Inspired by M.C. Escher, Hansen works out of a soundproofed, modest garage studio near Santee Lakes, where colorful wood pieces are sorted out, stacked, separated and line the walls and floor. An electrical saw, knives and other cutting instruments and designing tools are at hand, as are special eye-wear and magnifying lenses to help him see.

“Having a background in woodworking, I’m amazed at his capabilities,” said North County resident Curtis Gerwig, who met Hansen at a Coronado art show 15 years ago, bought one of Hansen’s wooden trunks and went from being a fan to a friend. “I know the kinds of rare, exotic woods he uses and how really difficult it is to inlay, to create a plane finish and actually bring out the grain from the woods. They actually pop off the surface. The way he cuts wood and presents it as an art form is something he’s been working on and honing for 30 years. As far as woodworking, there is no comparison on the West Coast. I have great appreciation for it.”

He’s not alone. Over the years, Hansen said his items have been bought by a curator at the Smithsonian Institution, sold to George W. Bush long before he was president, and have been shown at the Louvre in Paris.
Hansen said he has made more than 43,000 items, not including wooden bars and wooden countertops, like the one he created in his garage for the kitchen of his rental home near Santee Lakes, where he lives with a roommate and four cats.

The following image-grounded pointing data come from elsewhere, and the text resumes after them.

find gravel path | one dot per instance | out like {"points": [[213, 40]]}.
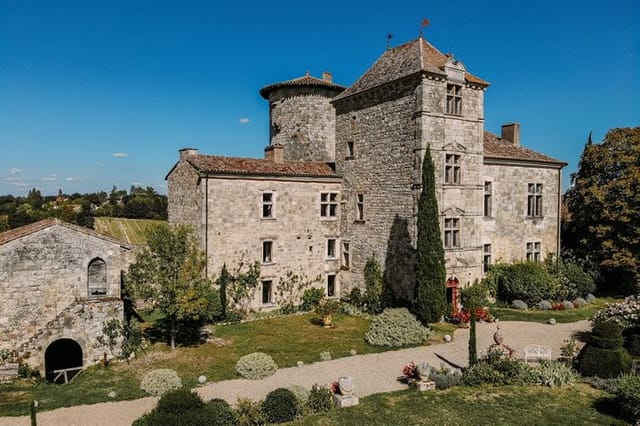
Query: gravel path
{"points": [[372, 373]]}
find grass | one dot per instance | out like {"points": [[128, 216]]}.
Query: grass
{"points": [[286, 339], [533, 315], [129, 230], [484, 405]]}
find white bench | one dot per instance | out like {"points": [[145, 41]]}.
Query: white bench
{"points": [[536, 352]]}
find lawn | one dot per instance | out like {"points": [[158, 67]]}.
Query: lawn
{"points": [[483, 405], [533, 315], [286, 339], [132, 231]]}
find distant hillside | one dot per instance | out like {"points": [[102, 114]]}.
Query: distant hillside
{"points": [[129, 230]]}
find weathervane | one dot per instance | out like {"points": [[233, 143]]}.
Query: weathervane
{"points": [[425, 22]]}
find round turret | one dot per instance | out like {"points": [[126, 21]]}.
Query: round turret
{"points": [[302, 118]]}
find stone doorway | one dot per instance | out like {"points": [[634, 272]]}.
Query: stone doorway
{"points": [[62, 360]]}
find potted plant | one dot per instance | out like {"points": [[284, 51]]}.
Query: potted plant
{"points": [[325, 309]]}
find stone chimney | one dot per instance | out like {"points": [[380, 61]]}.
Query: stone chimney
{"points": [[511, 133], [188, 152], [274, 153]]}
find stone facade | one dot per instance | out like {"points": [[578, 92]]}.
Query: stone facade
{"points": [[58, 281], [413, 97]]}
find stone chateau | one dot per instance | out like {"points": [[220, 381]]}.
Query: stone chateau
{"points": [[342, 174]]}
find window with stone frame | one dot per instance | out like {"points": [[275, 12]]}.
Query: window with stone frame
{"points": [[452, 172], [267, 291], [486, 257], [488, 200], [534, 200], [533, 251], [454, 99], [267, 205], [331, 248], [331, 285], [451, 232], [360, 207], [97, 277], [346, 254], [328, 204], [267, 251]]}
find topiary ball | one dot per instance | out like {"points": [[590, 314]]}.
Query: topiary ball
{"points": [[280, 406]]}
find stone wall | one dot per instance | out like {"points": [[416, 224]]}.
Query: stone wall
{"points": [[303, 120], [237, 230], [510, 229], [44, 275]]}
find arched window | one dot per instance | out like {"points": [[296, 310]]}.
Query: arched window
{"points": [[97, 277]]}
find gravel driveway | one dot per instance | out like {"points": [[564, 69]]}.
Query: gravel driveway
{"points": [[372, 373]]}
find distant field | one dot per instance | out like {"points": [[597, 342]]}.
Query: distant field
{"points": [[129, 230]]}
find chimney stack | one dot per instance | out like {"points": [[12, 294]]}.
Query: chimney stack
{"points": [[274, 153], [187, 152], [511, 133]]}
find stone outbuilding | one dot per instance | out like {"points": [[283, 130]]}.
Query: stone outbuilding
{"points": [[58, 284]]}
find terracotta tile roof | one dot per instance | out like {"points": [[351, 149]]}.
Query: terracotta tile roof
{"points": [[306, 80], [401, 61], [497, 148], [25, 230], [261, 167]]}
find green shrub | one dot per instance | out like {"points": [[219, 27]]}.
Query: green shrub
{"points": [[628, 396], [219, 412], [249, 413], [544, 305], [179, 401], [519, 304], [160, 381], [396, 327], [445, 378], [257, 365], [280, 406], [553, 373], [320, 399], [594, 361], [311, 298], [527, 281]]}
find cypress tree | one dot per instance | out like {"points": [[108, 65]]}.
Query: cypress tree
{"points": [[430, 291]]}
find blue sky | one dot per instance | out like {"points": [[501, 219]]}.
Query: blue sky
{"points": [[101, 93]]}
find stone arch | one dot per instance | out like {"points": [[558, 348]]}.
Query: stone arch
{"points": [[97, 277], [63, 353]]}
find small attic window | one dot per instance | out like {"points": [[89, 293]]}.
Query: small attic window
{"points": [[97, 277]]}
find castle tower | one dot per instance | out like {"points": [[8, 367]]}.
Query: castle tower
{"points": [[302, 118]]}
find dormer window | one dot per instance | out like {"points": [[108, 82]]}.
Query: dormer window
{"points": [[454, 99]]}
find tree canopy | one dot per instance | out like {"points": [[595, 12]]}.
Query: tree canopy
{"points": [[604, 206], [430, 298], [169, 275]]}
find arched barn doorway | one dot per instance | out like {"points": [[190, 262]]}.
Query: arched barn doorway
{"points": [[452, 294], [62, 360]]}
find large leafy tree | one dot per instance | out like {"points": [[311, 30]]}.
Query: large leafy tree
{"points": [[604, 203], [430, 291], [169, 275]]}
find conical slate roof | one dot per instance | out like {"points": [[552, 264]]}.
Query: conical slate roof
{"points": [[402, 61]]}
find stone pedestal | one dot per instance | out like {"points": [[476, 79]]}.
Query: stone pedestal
{"points": [[425, 385], [343, 401]]}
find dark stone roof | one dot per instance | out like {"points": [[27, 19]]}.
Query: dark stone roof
{"points": [[497, 148], [304, 81], [402, 61], [25, 230], [252, 166]]}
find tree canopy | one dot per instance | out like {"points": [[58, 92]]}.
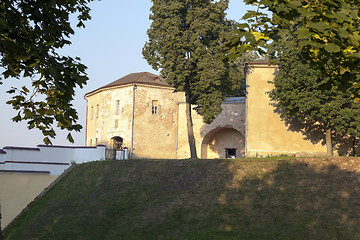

In his bedroom, Hansen has an intricate multicolored dresser with several drawers that he built many years ago. On top of it is his most cherished creation, a beautifully crafted box holding his mother’s ashes.

Hansen, a Michigan native and twice married and divorced with five children, has lived in Missouri, Florida and out of a mobile home as he traveled cross country for 15 years. Since coming to California, he has lived in several places in San Diego County. He said he first visited California 33 years ago, falling in love with San Diego.

For a time Hansen said he lived out of his mobile home, but for nearly 10 years he also lived among the homeless in the San Diego Riverbed off Friars Road. Health issues and finances put him on the street, but with help from his family, he got back on his feet again. Since the mid-2000s, he has called Santee home.

Another problem has arisen recently for Hansen. City officials have told him he is violating municipal code requirements for a home-based business, including not having a business license, noise and dust emanating from the garage, and an accessory structure in the backyard. Neighbors from across the street have attended City Council meetings to complain about what they say are traffic and parking issues related to his business.

Santee Planning Director Melanie Kush said Hansen may have underestimated his hobby-turned-business.

“A lot of crafters begin small and then they grow, they grow so fast,” Kush said. “They haven’t thought about going someplace else where cottage industries (belong). And sometimes businesses like his belong in industrial areas.”